The Pritzker Nanofabrication Facility is a major research facility at UChicago focused on supporting basic science, applied research, research and development, and prototype production using micro and nanofabrication. The facility is composed primarily of a 10,000 square foot, ISO class 5 cleanroom, maintaining less than 100 particles larger than 0.5 microns in each cubic foot of air space.
Each year, an anonymous panel of former PME faculty and current staff - people who can appreciate both the art and the science - pick three winners.
Addhya enters the competition every year, but this was her first win.
“Anchita is a cleanroom expert with deep expertise in diamond nanofabrication, where she routinely crafts beautiful structures out of the hardest material on earth,” said Pritzker Molecular Engineering Prof. Alex High, Addhya’s principal investigator. “Sometimes, she produces unexpected beauty as well, as seen in the SEM.”
Dassinger said the contest is an opportunity to create community in the cleanroom.
“Our users are all doing unique and specialized research,” she said. “PANIC allows them to share a glimpse of what they’re working on.”
For this year’s contest, the judges selected three photos from 28 submissions: “Electrophysiology-on-a-chip” by Pengju Li; “Vertebrae optomechanical resonator” by Rhys Povey; and Addhya’s “Kaleidoscope.”
Although it was his first win, Povey also enters the contest every year, showing off the work he’s doing in the Cleland Lab.
“It's a fun sort of event for all the people who use the cleanroom and create all sorts of weird things,” said Povey. “It's fun to see the different things people have come up with and what they've made and appreciate some of the more interesting aesthetic aspects as well.”
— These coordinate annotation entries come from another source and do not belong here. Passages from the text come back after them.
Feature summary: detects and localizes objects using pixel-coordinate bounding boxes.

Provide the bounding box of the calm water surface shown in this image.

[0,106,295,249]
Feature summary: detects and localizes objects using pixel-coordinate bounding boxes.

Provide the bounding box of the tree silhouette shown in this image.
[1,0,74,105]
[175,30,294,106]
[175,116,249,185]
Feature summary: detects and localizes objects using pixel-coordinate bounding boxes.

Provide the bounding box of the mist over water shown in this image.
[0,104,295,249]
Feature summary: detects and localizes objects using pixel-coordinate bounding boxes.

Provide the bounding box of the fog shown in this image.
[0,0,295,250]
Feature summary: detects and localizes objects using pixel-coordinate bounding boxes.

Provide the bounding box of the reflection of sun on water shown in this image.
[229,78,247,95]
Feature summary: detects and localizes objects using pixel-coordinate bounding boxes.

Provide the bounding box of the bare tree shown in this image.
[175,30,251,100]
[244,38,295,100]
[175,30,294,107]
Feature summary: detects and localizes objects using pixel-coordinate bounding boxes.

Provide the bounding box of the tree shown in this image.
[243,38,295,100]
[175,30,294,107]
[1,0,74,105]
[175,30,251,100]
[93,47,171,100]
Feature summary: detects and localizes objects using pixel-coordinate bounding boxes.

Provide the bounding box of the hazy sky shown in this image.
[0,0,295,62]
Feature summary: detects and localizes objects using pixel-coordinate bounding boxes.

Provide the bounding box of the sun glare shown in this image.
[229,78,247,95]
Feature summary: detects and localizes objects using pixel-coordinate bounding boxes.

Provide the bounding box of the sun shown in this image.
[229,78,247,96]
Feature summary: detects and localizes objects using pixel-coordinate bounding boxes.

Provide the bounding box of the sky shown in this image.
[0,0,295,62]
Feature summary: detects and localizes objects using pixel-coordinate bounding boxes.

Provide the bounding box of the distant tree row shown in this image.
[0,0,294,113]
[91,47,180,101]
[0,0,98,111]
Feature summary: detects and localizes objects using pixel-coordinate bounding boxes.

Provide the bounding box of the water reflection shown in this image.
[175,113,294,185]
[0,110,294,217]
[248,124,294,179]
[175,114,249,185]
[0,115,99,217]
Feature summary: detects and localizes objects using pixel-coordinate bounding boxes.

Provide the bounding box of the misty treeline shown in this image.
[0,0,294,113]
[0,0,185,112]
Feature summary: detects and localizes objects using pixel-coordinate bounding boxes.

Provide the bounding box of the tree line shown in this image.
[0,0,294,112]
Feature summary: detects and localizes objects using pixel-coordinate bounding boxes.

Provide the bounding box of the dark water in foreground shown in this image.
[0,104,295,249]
Art is part of the process for Li, who posts his microscope photography on his website and as @nanoscale_ on Instagram. Just this year, Li’s photography took second place in the 2023 UChicago Science as Art competition and first place in the 2023 James Franck Institute Image Contest.
Li said he typically photographs his work to document his research, but occasionally is struck by an image. For his PANIC entry, he was captured by the interplay of pink and gold in a cell culture chamber equipped with multielectrode arrays.
“A photograph needs to have some meaning. It cannot be just that it looks beautiful. It has to link to some big problem in the research,” Li said.
Li’s principal investigator, Chemistry Prof. Bozhi Tian, said he has come to expect this level of excellence.
“Pengju Li exemplifies a level of brilliance and talent that is truly exceptional, emerging perhaps only once in a decade,” said Tian. “Pengju is not only an individual of exceptional kindness but also demonstrates remarkable strength in research, evidenced by receiving the Harper Dissertation Fellowship in his third year at Pritzker Molecular Engineering.”
For the participants, PANIC is a chance to show the union of art and science in unexpected, beautiful ways.
“This is the perfect platform for me where both my day job and my love for arts comes together,” Addhya said. “That's why I think I like PANIC so much.”